Pemindahan ibu kota pernah terjadi pada masa revolusi, di mana ibu kota pada saat itu sempat dipindahkan sementara ke Yogyakarta dan Bukittinggi. Presiden pertama Indonesia, Ir. Soekarno, juga sempat mewacanakan pemindahan ibu kota ke Palangkaraya karena posisinya yang berada di tengah-tengah Indonesia.
Wacana itu kandas begitu saja sebab pada UU No. 10 Tahun 1964, Soekarno memilih Daerah Khusus Ibukota Jakarta Raya tetap sebagai ibu kota. Wacana pemindahan ibu kota terus bergulir hingga puncaknya pada tahun 2019, Ir. Joko Widodo, mengumumkan bahwa ibu kota akan dipindahkan ke sebagian wilayah di Penajam Paser Utara dan sebagian di Kutai Kartanegara Provinsi Kalimantan Timur.

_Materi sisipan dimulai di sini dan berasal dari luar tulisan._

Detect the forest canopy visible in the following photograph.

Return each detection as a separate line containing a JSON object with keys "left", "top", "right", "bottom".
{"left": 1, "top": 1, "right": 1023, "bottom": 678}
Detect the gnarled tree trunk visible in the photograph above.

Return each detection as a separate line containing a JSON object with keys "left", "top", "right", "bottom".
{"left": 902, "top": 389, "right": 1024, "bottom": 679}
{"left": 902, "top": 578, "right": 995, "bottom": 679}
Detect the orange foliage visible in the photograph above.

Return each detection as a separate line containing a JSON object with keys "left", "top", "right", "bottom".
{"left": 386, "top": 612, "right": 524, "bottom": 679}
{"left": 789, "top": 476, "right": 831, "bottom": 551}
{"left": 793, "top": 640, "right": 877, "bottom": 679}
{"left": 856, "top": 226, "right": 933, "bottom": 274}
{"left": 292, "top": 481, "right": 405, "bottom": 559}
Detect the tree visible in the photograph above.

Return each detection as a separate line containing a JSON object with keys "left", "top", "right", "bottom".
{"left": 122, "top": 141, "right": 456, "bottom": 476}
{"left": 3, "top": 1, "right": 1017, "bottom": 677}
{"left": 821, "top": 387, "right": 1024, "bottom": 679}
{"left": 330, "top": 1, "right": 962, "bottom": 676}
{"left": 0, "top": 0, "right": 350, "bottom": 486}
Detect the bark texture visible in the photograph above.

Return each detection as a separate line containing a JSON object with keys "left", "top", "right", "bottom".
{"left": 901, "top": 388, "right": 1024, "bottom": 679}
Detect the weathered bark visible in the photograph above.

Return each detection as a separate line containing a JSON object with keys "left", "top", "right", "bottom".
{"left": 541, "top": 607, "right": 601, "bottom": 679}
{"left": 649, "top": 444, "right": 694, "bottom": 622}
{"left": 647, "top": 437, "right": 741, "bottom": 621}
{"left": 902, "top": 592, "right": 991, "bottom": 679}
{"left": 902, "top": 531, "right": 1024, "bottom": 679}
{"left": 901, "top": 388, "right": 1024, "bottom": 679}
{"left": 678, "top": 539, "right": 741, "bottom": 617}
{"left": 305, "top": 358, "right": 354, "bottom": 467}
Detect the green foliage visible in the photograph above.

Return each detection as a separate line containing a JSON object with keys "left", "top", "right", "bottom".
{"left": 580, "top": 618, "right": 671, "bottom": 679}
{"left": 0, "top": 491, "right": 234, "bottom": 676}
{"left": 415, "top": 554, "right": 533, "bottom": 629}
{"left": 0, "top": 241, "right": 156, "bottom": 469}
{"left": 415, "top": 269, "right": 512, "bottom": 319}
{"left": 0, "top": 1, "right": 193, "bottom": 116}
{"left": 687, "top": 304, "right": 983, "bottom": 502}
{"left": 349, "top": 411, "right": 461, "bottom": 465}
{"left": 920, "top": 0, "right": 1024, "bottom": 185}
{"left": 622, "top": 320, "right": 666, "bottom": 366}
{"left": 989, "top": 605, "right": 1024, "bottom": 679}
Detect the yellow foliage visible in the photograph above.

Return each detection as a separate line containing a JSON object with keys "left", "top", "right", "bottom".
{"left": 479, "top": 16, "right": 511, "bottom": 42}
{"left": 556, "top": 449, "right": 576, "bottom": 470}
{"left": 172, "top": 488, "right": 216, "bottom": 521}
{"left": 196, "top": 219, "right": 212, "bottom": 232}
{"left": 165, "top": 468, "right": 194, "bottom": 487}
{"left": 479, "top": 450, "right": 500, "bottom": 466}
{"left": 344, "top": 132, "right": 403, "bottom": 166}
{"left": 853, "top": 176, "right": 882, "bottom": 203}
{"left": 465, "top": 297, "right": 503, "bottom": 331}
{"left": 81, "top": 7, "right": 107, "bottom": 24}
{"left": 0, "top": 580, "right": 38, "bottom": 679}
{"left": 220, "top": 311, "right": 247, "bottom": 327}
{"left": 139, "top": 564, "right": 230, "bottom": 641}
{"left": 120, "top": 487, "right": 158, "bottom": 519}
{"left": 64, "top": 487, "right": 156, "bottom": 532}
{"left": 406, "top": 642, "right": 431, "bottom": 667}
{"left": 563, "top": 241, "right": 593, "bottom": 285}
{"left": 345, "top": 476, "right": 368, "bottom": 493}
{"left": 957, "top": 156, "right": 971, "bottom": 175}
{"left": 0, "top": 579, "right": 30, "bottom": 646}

Dilansir dari media Tirto.id, pemindahan ibu kota ke daerah tersebut telah melalui proses riset yang memakan waktu tiga tahun hingga memutuskan daerah yang paling ideal adalah Penajam Paser Utara dan Kutai Kartanegara.
Pemindahan ibu kota ke pulau yang jauh dari Jawa bukan tanpa alasan. Jokowi menyebutkan ada 5 alasan mengapa memilih wilayah Penajam Pasaer Utara dan Kutai Kartanegara. Dilansir dari media Tirto.id, alasan yang melatarbelakngi pemindahan ibu kota ialah:
- Risiko bencana di kedua wilayah tersebut terbilang minim, baik banjir, gempa, tsunami, kebakaran hutan, gunung berapi, dan tanah longsor.
- Lokasi yang strategis, berada di tengah-tengah Indonesia. jarak rata-rata Kalimantan Timur ke seluruh Provinsi di Indonesia adalah 893 kilometer.
- Kabupaten Penajam Paser Utara dan Kutai Kartanegara berada di dekat perkotaan yang sudah berkembang; Balikpapan dan Samarinda.
- Memiliki infrastruktur yang relatif lengkap.
- Tersedia lahan seluas 180 ribu hektare yang dikuasai pemerintah.
Pemindahan ibu kota ke tempat yang baru akan menimbulkan dampak, terlebih pada aspek perekonomian sebab sebagai ibu kota. itu artinya Provinsi Kalimantan Timur khususnya wilayah Penajam paser Utara dan Kutai kartanegara akan menjadi titik pusat kegiatan tertentu pada suatu negara. Dapat dilihat dari jumlah dan laju pertumbuhan penduduk di DKI Jakarta dari taun ke tahun yang dapat dilihat dalam gambar berikut ini.
Pada tabel di atas terlihat bahwa pada tahun 2010, jumlah penduduk Provinsi DKI Jakarta mencapai 9.607,79 jiwa. Lima tahun kemudian yaitu pada tahun 2015, jumlah penduduk bertambah hingga mencapai 10.177,92 jiwa dan puncaknya pad athun 2018 penduduk DKI Jakarta meningkat hingga 10.467,63 jiwa.
Laju pertumbuhan penduduk pada tahun 2000-2010 mencapai 1,42 % dan pada tahun 2010-2018 menurun di angka 1,07 %. Lonjakan jumlah penduduk ini apabila diidentifikasi lebih lanjut dan ditarik kesimpulan awal, dapat diperoleh dari angka kelahiran maupun angka perpindahan penduduk dari daerah menuju Jakarta yang meningkat.
Pertumbuhan jumlah penduduk ini dapat disebabkan karena DKI Jakarta merupakan ibu kota Indonesia di mana seluruh kegiatan terpusat di sana, mulai dari kepentingan administratif kenegaraan hingga ke pusat perekonomian. Perekonomian di Jakarta tidak hanya bergerak di sektor formal, melainkan juga sektor informal untuk menjangkau kebutuhan seluruh lapisan masyarakat.
Fenomena kenaikan jumlah penduduk dapat dihubungkan dengan teori tarikan dan bangkitan, di mana DKI Jakarta memiliki tarikan yang kuat sebagai ibu kota dan pusat kegiatan yang membutuhkan sumber daya manusia untuk memutar roda penghidupan.